Filippenko and his colleagues obtained a series of seven spectra, where the light is broken up into its component colors, as in a rainbow, with the Shane 3-meter telescope at the University of California’s Lick Observatory near San Jose, California.
The researchers also performed spectroscopic observations using the Low Resolution Imaging Spectrometer (LRIS) and the DEep Imaging and Multi-Object Spectrograph (DEIMOS) at W. M. Keck Observatory on Maunakea, Hawaii.
The data allowed the international team to determine that the explosion was a Type IIb supernova: the explosion of a massive star that had previously lost most of its hydrogen envelope, a species of exploding star first observationally identified by Filippenko in 1987.
Combining the data with theoretical models, the team estimated that the initial mass of the star was about 20 times the mass of our sun, though it lost most of its mass, probably to a companion star, and slimmed down to about five solar masses prior to exploding.
Filippenko’s team continued to monitor the supernova’s changing brightness over two months with other Lick telescopes: the 0.76-meter Katzman Automatic Imaging Telescope and the 1- meter Nickel telescope.
“The Lick spectra, obtained with just a 3-meter telescope, are of outstanding quality in part because of a recent major upgrade to the Kast spectrograph, made possible by the Heising- Simons Foundation as well as William and Marina Kast,” Filippenko said.
Filippenko’s group, which included numerous undergraduate students, is supported by the Christopher R. Redlich Fund, Gary and Cynthia Bengier, the TABASGO Foundation, the Sylvia and Jim Katzman Foundation, many individual donors, the Miller Institute for Basic Research in Science and NASA through the Space Telescope Science Institute.

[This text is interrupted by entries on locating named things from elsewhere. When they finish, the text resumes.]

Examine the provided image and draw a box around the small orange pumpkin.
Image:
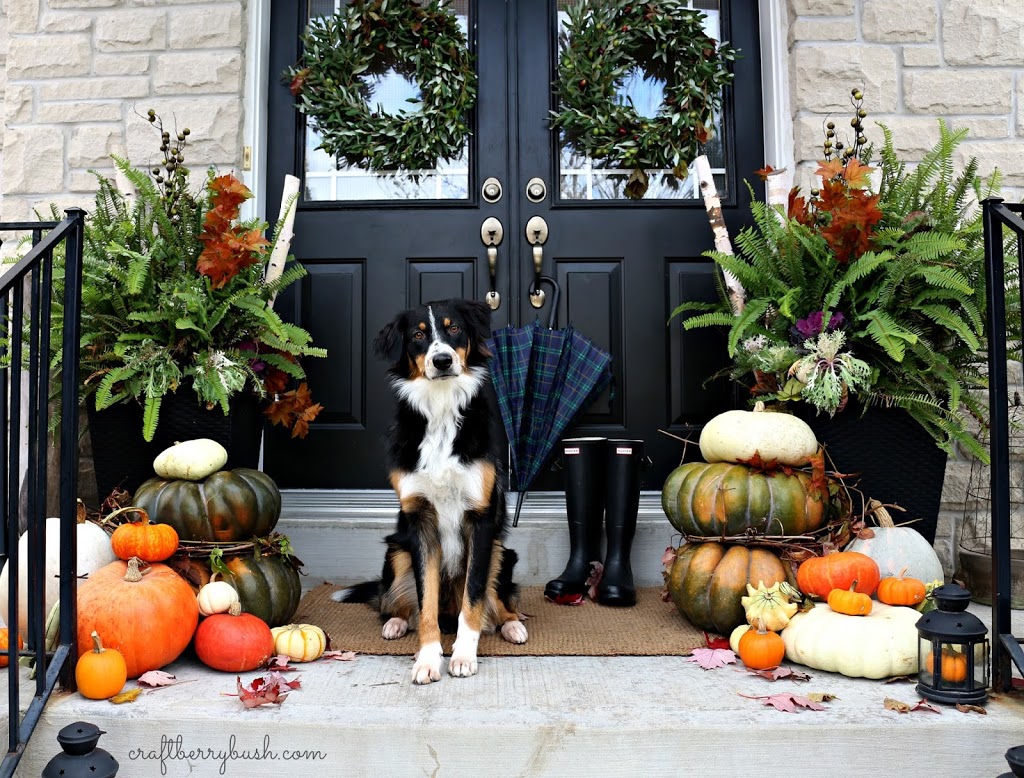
[925,648,967,684]
[0,626,25,667]
[737,618,785,669]
[75,630,128,699]
[878,567,928,608]
[828,581,871,616]
[106,508,178,562]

Research at Lick Observatory is partially supported by a generous gift from Google.
Mari-Ela Chock, Communications Officer
The Low Resolution Imaging Spectrometer (LRIS) is a faint-light instrument capable of taking spectra and images of the most distant known objects in the universe. The instrument is equipped with a red arm and a blue arm to explore stellar populations of distant galaxies, active galactic nuclei, galactic clusters, and quasars. LRIS was used in observing distant supernovae by astronomers who received the Nobel Prize in Physics in 2011 for research determining that the universe was speeding up in its expansion. Support for LRIS was generously provided by Friends of Keck, including Change Happens Foundation and Mt. Cuba Astronomical Foundation.
The DEep Imaging and Multi-Object Spectrograph (DEIMOS) boasts the largest field of view (16.7arcmin by 5 arcmin) of any of the Keck Observatory instruments, and the largest number of pixels (64 Mpix). It is used primarily in its multi-object mode, obtaining simultaneous spectra of up to 130 galaxies or stars. Astronomers study fields of distant galaxies with DEIMOS, efficiently probing the most distant corners of the universe with high sensitivity. Support for DEIMOS was generously provided by the National Science Foundation.
ABOUT W. M. KECK OBSERVATORY
The W. M. Keck Observatory telescopes are among the most scientifically productive on Earth. The two, 10-meter optical/infrared telescopes on the summit of Maunakea on the Island of Hawaii feature a suite of advanced instruments including imagers, multi-object spectrographs, high-resolution spectrographs, integral-field spectrometers, and world-leading laser guide star adaptive optics systems.
The data presented herein were obtained at Keck Observatory, which is a private 501(c) 3 non-profit organization operated as a scientific partnership among the California Institute of Technology, the University of California, and the National Aeronautics and Space Administration. The Observatory was made possible by the generous financial support of the W. M. Keck Foundation.
The authors wish to recognize and acknowledge the very significant cultural role and reverence that the summit of Maunakea has always had within the Native Hawaiian community. We are most fortunate to have the opportunity to conduct observations from this mountain.